A reportagem é de Jamil Chade e publicada pelo jornal O Estado de S. Paulo, 11-02-2012.
Desde que Atenas passou a ser guiada pela União Europeia para lidar com suas dívidas e evitar um calote, quase nenhuma das reformas estruturais aprovadas foi implementada e a dívida continua a crescer. Já o impacto social das demissões e reduções de salários passa a ser sentido.
Em Bruxelas, diplomatas e ministros não escondem que a paciência já se esgotou com os gregos.
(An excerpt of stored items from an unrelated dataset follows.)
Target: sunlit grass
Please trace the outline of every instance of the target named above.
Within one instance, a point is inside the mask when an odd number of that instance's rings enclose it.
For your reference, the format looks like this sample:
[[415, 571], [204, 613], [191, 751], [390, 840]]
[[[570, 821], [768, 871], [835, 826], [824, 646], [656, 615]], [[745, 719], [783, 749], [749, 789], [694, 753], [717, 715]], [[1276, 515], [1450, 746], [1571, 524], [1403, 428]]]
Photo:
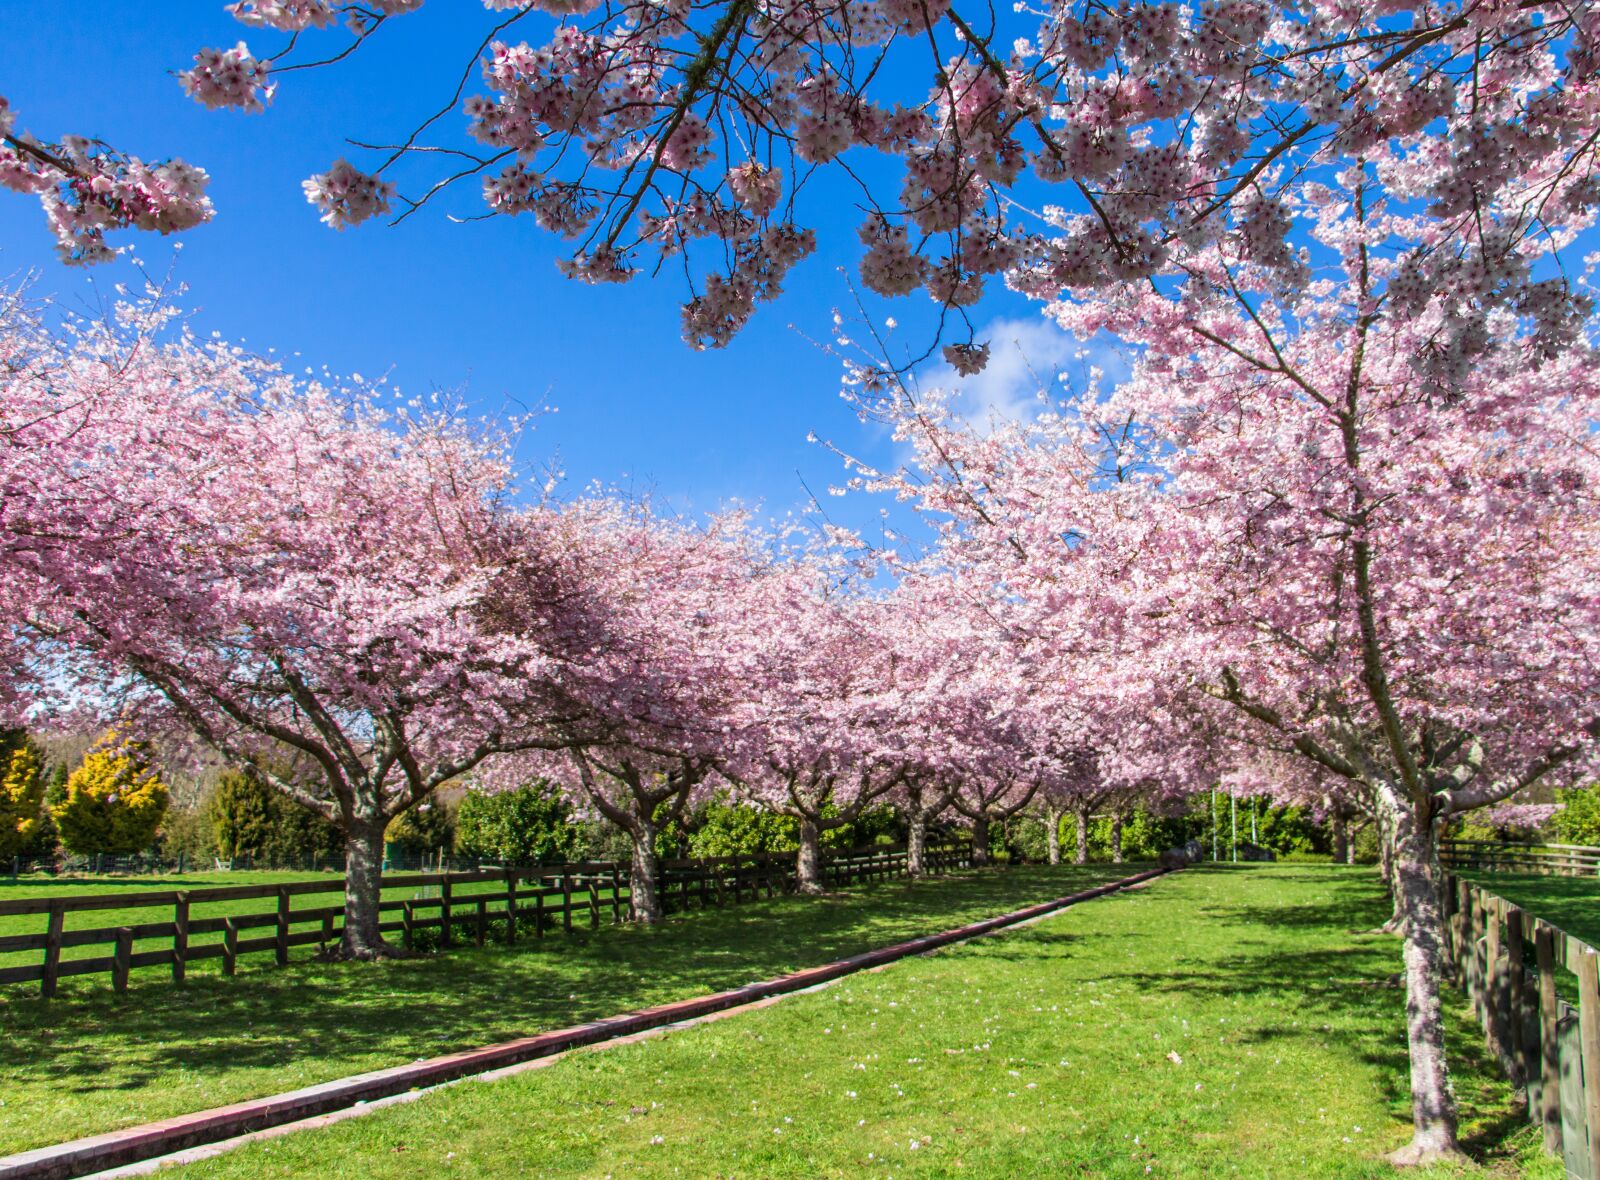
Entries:
[[[181, 1174], [1394, 1175], [1382, 1155], [1409, 1136], [1399, 943], [1368, 933], [1386, 916], [1370, 870], [1190, 870]], [[1482, 1162], [1411, 1175], [1559, 1176], [1459, 1002], [1449, 1029]]]
[[[0, 988], [0, 1151], [57, 1142], [767, 978], [1070, 893], [1137, 866], [1008, 869], [777, 898], [659, 928], [581, 923], [378, 964], [135, 971]], [[609, 917], [609, 915], [607, 915]]]

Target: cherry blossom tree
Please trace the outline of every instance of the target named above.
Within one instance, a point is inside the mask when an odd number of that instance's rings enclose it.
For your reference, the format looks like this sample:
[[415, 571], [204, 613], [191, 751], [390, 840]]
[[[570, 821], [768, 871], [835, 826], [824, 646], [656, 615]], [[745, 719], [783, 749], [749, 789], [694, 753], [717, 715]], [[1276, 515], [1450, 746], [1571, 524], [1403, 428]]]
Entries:
[[[176, 723], [332, 820], [342, 950], [385, 954], [388, 821], [563, 740], [581, 595], [538, 520], [505, 512], [502, 440], [164, 333], [168, 316], [0, 332], [0, 584], [31, 677], [12, 699]], [[489, 613], [507, 580], [544, 587], [539, 633]], [[320, 781], [279, 773], [293, 759]]]
[[[1453, 291], [1468, 321], [1548, 304], [1554, 340], [1572, 292], [1534, 277], [1524, 250], [1600, 200], [1587, 5], [483, 7], [436, 26], [459, 37], [453, 90], [402, 95], [409, 128], [353, 128], [362, 163], [336, 160], [307, 199], [344, 228], [479, 186], [488, 213], [530, 213], [571, 241], [563, 265], [582, 281], [681, 264], [696, 347], [726, 343], [780, 294], [840, 194], [862, 209], [864, 284], [925, 291], [952, 321], [947, 359], [973, 369], [987, 344], [964, 317], [1001, 277], [1054, 299], [1181, 273], [1220, 247], [1306, 290], [1293, 202], [1361, 162], [1382, 166], [1381, 199], [1438, 226], [1414, 243], [1420, 281]], [[207, 107], [260, 112], [296, 71], [377, 51], [393, 21], [434, 19], [419, 8], [242, 0], [230, 11], [254, 44], [202, 49], [178, 80]], [[104, 256], [106, 229], [208, 211], [196, 170], [4, 119], [0, 182], [41, 195], [71, 257]], [[1475, 346], [1470, 325], [1457, 338]]]
[[797, 888], [823, 890], [822, 836], [899, 785], [908, 688], [889, 640], [892, 607], [852, 593], [801, 553], [761, 580], [747, 617], [739, 742], [726, 773], [799, 821]]
[[657, 839], [735, 757], [762, 557], [739, 516], [694, 527], [615, 496], [567, 506], [560, 526], [604, 619], [585, 646], [583, 711], [565, 730], [575, 797], [627, 833], [632, 915], [654, 922]]
[[1347, 180], [1313, 297], [1248, 297], [1259, 273], [1218, 248], [1177, 300], [1060, 305], [1141, 347], [1129, 381], [987, 435], [923, 403], [903, 425], [937, 478], [868, 474], [951, 513], [1040, 625], [1376, 800], [1408, 988], [1397, 1159], [1417, 1162], [1459, 1150], [1437, 826], [1597, 761], [1600, 389], [1588, 347], [1552, 352], [1533, 310], [1492, 312], [1468, 363], [1453, 297], [1374, 248], [1392, 224]]

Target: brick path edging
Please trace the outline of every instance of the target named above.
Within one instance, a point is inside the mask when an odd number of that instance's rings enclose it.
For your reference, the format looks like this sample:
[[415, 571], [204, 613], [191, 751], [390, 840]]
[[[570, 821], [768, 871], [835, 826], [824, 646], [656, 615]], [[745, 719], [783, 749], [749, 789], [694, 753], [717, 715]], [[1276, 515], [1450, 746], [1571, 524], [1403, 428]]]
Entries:
[[540, 1033], [537, 1036], [519, 1037], [513, 1041], [503, 1041], [480, 1049], [468, 1049], [425, 1061], [354, 1074], [347, 1078], [321, 1082], [315, 1086], [306, 1086], [265, 1098], [251, 1098], [228, 1106], [214, 1107], [211, 1110], [175, 1115], [153, 1123], [90, 1135], [50, 1147], [33, 1148], [15, 1155], [0, 1157], [0, 1180], [71, 1180], [72, 1177], [87, 1176], [108, 1168], [170, 1155], [186, 1147], [231, 1139], [284, 1123], [299, 1122], [302, 1119], [386, 1098], [407, 1090], [435, 1086], [473, 1074], [562, 1053], [569, 1049], [616, 1040], [707, 1013], [720, 1012], [801, 991], [857, 971], [881, 967], [910, 955], [924, 954], [952, 943], [992, 934], [997, 930], [1044, 917], [1079, 902], [1143, 884], [1170, 871], [1172, 870], [1158, 868], [1135, 873], [1131, 877], [1108, 881], [1092, 889], [1013, 910], [997, 917], [985, 918], [953, 930], [924, 935], [893, 946], [880, 947], [846, 959], [836, 959], [819, 967], [808, 967], [803, 971], [780, 975], [759, 983], [745, 984], [743, 987], [727, 991], [713, 992], [710, 995], [678, 1000], [670, 1004], [658, 1004], [652, 1008], [641, 1008], [618, 1016], [608, 1016], [587, 1024]]

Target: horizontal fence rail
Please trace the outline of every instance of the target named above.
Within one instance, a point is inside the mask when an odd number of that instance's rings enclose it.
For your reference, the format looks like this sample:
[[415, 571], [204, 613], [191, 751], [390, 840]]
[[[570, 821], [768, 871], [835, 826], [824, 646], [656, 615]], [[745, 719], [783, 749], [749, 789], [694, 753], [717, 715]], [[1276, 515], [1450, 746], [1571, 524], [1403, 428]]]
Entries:
[[1587, 844], [1506, 844], [1497, 840], [1441, 840], [1439, 861], [1447, 869], [1480, 873], [1543, 873], [1600, 876], [1600, 848]]
[[[929, 848], [930, 872], [947, 872], [970, 863], [965, 845]], [[906, 874], [903, 847], [861, 848], [824, 859], [823, 879], [830, 885], [889, 880]], [[792, 853], [663, 860], [657, 866], [656, 889], [666, 912], [709, 909], [788, 892], [795, 885]], [[522, 868], [464, 873], [405, 873], [383, 878], [391, 896], [379, 905], [379, 930], [398, 934], [407, 949], [483, 946], [494, 939], [507, 943], [520, 936], [543, 938], [574, 923], [591, 929], [609, 917], [627, 916], [631, 890], [628, 866], [618, 861], [530, 865]], [[414, 890], [409, 898], [395, 890]], [[109, 975], [123, 991], [135, 968], [168, 967], [181, 983], [190, 963], [221, 959], [222, 971], [234, 974], [241, 955], [271, 952], [282, 967], [295, 947], [335, 945], [344, 932], [344, 904], [304, 904], [344, 894], [344, 880], [291, 881], [277, 885], [220, 885], [195, 889], [141, 890], [79, 896], [28, 897], [0, 900], [0, 917], [39, 915], [43, 929], [0, 935], [0, 955], [40, 952], [38, 962], [0, 966], [0, 984], [39, 984], [40, 995], [56, 994], [60, 980], [76, 975]], [[272, 908], [255, 912], [208, 913], [217, 907], [271, 898]], [[296, 904], [299, 902], [300, 904]], [[67, 929], [67, 915], [95, 910], [170, 910], [161, 920]], [[154, 916], [154, 915], [152, 915]], [[158, 945], [151, 946], [151, 943]], [[102, 953], [64, 956], [63, 951], [94, 947]]]
[[1490, 1051], [1525, 1088], [1545, 1150], [1569, 1177], [1600, 1180], [1600, 955], [1449, 872], [1442, 900], [1446, 961]]

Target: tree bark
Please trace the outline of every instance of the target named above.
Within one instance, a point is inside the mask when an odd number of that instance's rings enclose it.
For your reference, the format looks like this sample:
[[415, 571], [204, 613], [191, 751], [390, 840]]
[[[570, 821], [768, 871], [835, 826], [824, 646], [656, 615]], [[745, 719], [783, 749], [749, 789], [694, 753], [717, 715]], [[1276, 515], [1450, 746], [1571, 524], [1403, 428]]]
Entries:
[[1403, 933], [1406, 924], [1405, 901], [1400, 896], [1399, 870], [1396, 864], [1398, 853], [1395, 848], [1399, 839], [1397, 824], [1398, 821], [1393, 816], [1385, 816], [1381, 811], [1378, 818], [1373, 821], [1373, 828], [1378, 836], [1378, 873], [1383, 878], [1383, 885], [1389, 891], [1390, 899], [1394, 902], [1389, 920], [1379, 927], [1386, 934]]
[[1046, 807], [1044, 809], [1044, 846], [1049, 851], [1050, 863], [1061, 863], [1061, 809]]
[[1078, 821], [1078, 846], [1073, 850], [1072, 863], [1086, 865], [1089, 863], [1089, 809], [1079, 807], [1073, 815]]
[[629, 829], [633, 855], [628, 863], [628, 913], [646, 926], [661, 921], [661, 895], [656, 890], [656, 830], [648, 823]]
[[1333, 813], [1333, 863], [1350, 862], [1350, 818], [1343, 811]]
[[811, 819], [800, 821], [800, 851], [795, 857], [795, 888], [801, 893], [823, 892], [822, 829]]
[[928, 871], [928, 817], [921, 809], [906, 817], [906, 875], [920, 877]]
[[340, 957], [380, 959], [395, 954], [378, 930], [383, 891], [383, 832], [379, 820], [349, 820], [344, 827], [344, 934]]
[[1111, 863], [1122, 863], [1122, 812], [1111, 813]]
[[1443, 940], [1438, 882], [1429, 821], [1400, 805], [1393, 817], [1395, 897], [1404, 916], [1406, 1034], [1411, 1054], [1412, 1139], [1389, 1158], [1426, 1164], [1462, 1158], [1456, 1140], [1456, 1103], [1445, 1068], [1440, 1012]]
[[986, 815], [972, 821], [972, 863], [989, 863], [989, 817]]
Para o gabinete da chanceler da Alemanha, Angela Merkel, ninguém mais esconde que o sentimento é de que dois anos e mais de 100 bilhões foram perdidos.
"Promessas não são mais suficientes. Esperamos medidas concretas confirmadas no formato de leis e aprovado no Parlamento", exige Ivan Miklos, ministro de Finanças da Eslováquia. "Chegou a hora de os gregos decidirem se querem cumprir as metas, não por declarações mas por ações concretas, ou se decidem assumir os riscos e consequências", alertou.
Desde os primeiros contatos entre a UE e a Grécia, em 2010, a constatação é de que a dívida do país em relação ao PIB só aumentou. Dados divulgados pela UE mostraram que a dívida grega subiu para 159% do PIB no terceiro trimestre de 2011. Em 2010, a taxa estava em 138%.
Fiasco
Muitas das leis adotadas em 2010 jamais foram implementadas e o projeto de privatização - tido como parte da salvação - se transformou em outro fiasco. A meta era arrecadar 50 bilhões. Mas, em dois anos, as vendas dos ativos do Estado somaram apenas 1,7 bilhão em um leilão da empresa de telecomunicações, que já estava até planejado antes da crise. A diferença foi o preço. O governo esperava conseguir vender a empresa por 5 bilhões. Mas teve de aceitar apenas 1,7 bilhão.
Atenas, porém, alega que a recessão mais profunda do que imaginava é o que está impedindo a aplicação de todas as medidas. 2012 será o quinto ano consecutivo de contração no PIB grego, o que tem dificultado a obtenção de resultados. Só em dezembro, a produção industrial caiu 11%.
Para 2012, no lugar de conseguir arrecadar 4,4 bilhões extras em impostos, os gregos já admitem que ficarão com apenas um quarto disso.
Nos últimos dois anos, a aplicação de medidas de austeridade fez a taxa de desemprego dobrar, atingindo 20%. A taxa de pobreza já atinge um a cada três gregos. Para a central sindical GSEE (sigla para a Confederação Geral dos Trabalhadores Gregos), o novo pacote será ainda mais prejudicial para o país.